Beim Entwurf des Wohnungskomplexes Wittigkofen wurde alles, was die Bewohner brauchen würden, mit eingeplant. So gibt es auf dem Areal ein Zentrum mit Supermarkt und anderen kleinen Läden, eine Primarschule, eine französische Schule, ein Pflegezentrum und zehn Kinderspielplätze mit Rasenflächen für Ballspiele zusätzlich gibt es einen Sportplatz.

Zu den dreizehn Wohnhäusern gehören fünf Hochhäuser und acht Kettenhäuser, bei denen drei unterschiedlich hohe Gebäude aneinandergereiht sind. In einem der Häuser befinden sich 130 speziell für Gehbehinderte konzipierte Wohnungen. Wittigkofen beinhaltet somit alle Aspekte einer kleinen Stadt und stellt quasi eine Mikro-Gesellschaft dar.





Der Quartierplan, auf welchem wir uns einen Überblick über das Quartier verschafft haben. Dieser findet man gleich bei der Tramhaltestelle "Wittigkofen".


Das Quartierzentrum mit dem eigenen Migros.





Eines der fünf Hochhäuser.



Portraits


Wir hatten bei unserem Ausflug nach Wittigkofen das Glück, mit einigen Bewohnern des Quartiers zu sprechen und sie zu porträtieren. Wir sind allen auf unserem Spaziergang durch das Quartier begegnet und jeder war begeistert, von ihrem Zuhause und ihrem Leben in Wittigkofen erzählen zu dürfen.

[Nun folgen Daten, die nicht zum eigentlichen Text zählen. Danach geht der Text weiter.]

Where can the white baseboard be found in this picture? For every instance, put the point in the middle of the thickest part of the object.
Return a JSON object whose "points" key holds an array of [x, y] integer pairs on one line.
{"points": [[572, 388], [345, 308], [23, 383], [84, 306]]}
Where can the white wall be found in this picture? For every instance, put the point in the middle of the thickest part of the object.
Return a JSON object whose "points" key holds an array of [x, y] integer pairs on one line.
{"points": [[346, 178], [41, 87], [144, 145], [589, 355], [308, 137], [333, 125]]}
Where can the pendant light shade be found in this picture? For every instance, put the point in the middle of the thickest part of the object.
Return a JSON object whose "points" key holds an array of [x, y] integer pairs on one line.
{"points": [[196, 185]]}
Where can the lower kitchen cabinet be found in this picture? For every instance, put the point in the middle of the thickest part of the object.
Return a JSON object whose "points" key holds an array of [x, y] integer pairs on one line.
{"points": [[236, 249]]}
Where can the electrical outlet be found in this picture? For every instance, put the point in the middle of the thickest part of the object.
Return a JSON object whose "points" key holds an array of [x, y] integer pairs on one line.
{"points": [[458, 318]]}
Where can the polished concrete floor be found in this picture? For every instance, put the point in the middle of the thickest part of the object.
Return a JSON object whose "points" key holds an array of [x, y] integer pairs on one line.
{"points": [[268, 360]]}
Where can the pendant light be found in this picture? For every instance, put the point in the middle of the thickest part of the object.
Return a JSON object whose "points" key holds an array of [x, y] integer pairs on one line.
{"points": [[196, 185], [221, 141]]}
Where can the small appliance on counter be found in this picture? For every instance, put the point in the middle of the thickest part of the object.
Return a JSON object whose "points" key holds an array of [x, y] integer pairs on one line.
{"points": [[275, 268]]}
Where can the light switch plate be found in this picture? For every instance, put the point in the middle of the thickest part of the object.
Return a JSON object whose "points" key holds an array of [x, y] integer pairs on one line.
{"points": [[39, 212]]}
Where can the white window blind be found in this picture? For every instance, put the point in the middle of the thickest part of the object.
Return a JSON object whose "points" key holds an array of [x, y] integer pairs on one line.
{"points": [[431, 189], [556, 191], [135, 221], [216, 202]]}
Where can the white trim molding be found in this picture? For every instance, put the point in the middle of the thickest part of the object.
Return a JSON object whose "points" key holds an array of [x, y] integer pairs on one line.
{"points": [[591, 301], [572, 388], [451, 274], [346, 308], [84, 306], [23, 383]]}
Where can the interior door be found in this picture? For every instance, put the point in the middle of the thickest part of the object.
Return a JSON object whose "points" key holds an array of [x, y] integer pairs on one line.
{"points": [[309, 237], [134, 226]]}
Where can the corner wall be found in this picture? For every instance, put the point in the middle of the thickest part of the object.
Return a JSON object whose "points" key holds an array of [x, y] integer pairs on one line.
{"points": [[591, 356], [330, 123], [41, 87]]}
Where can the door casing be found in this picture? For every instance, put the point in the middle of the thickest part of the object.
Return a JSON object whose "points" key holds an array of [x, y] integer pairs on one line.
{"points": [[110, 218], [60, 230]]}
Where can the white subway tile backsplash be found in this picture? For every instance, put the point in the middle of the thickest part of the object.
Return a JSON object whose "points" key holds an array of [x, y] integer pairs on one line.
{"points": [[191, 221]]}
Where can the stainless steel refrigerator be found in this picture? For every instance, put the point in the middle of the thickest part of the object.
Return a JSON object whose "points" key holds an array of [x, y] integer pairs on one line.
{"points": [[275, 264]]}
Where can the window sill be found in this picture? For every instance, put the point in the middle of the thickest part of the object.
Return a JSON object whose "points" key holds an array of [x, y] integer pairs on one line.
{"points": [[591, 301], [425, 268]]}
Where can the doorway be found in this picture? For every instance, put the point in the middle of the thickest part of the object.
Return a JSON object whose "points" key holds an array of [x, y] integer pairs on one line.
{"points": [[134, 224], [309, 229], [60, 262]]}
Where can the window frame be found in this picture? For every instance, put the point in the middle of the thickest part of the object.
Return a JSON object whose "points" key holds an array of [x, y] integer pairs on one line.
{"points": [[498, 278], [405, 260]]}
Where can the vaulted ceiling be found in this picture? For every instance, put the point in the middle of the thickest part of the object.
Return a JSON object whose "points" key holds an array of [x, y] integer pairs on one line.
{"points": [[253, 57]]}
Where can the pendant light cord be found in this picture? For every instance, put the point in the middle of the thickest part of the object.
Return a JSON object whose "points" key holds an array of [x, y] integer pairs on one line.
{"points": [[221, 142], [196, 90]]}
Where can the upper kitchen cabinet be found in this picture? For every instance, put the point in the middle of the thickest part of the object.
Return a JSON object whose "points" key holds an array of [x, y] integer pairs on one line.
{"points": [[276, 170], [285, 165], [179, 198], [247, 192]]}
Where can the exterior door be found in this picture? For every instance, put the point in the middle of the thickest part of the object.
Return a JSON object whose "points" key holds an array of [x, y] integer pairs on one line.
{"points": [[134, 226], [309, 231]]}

Belen mit ihren zwei Töchtern Luna und Nur. Die Familie wohnt seit ungefähr vier Jahren im 19. Stock. "Die vielen Spielplätze sind perfekt für die Kinder und hinter dem Quartier gibt es einen Bauernhof, da kann man immer frische Produkte einkaufen. Die Natur ist auch sehr wichtig für die Kinder, sie sollen einen guten Mix zwischen Stadt und Land erleben."





Vesna wohnt im 9. Stock. "Jeden Abend geniesse ich den Sonnenuntergang."





Karim und Yassin, die beiden lustigen Jungs aus dem 16. und 19. Stock. "Uns gefällt die Natur im Quartier. Aber auch die Architektur hier finden wir extrem spektakulär!"





Jean-Marc, er wohnt seit 20 Jahren im neunten Stock. "Damit meine Töchter keinen langen Weg hatten, um die französische Schule zu besuchen, zog ich in dieses Quartier." Anfangs fand Jean-Marc die Hochhäuser gewöhnungsbedürftig, doch heute hat er grossen Gefallen daran gefunden.





Heidi wohnt nicht in Wittigkofen selbst, sondern im Nachbarquartier Murifeld. "Ich habe hier noch nie Gewalt oder agressives Verhalten erlebt. Das finde ich speziell schön an Wittigkofen!" Heidi möchte jedoch nicht ins Quartier ziehen, da sie sich vor der Höhe fürchtet. Auch eine Parterrewohnung in einem solch hohen Gebäude kommt für sie nicht in Frage, denn da würde das ganze Gewicht der oberen Stockwerke auf ihr lasten.






Andrea wohnt bereits ihr ganzes Leben, also seit 28 Jahren, in der Grossüberbauung Wittigkofen. "Ich wohne in einer Parterrewohnung," sagte sie uns stolz. Ausserdem schätzt sie an Wittigkofen die Nähe zur Stadt und die grüne, natürliche Umgebung.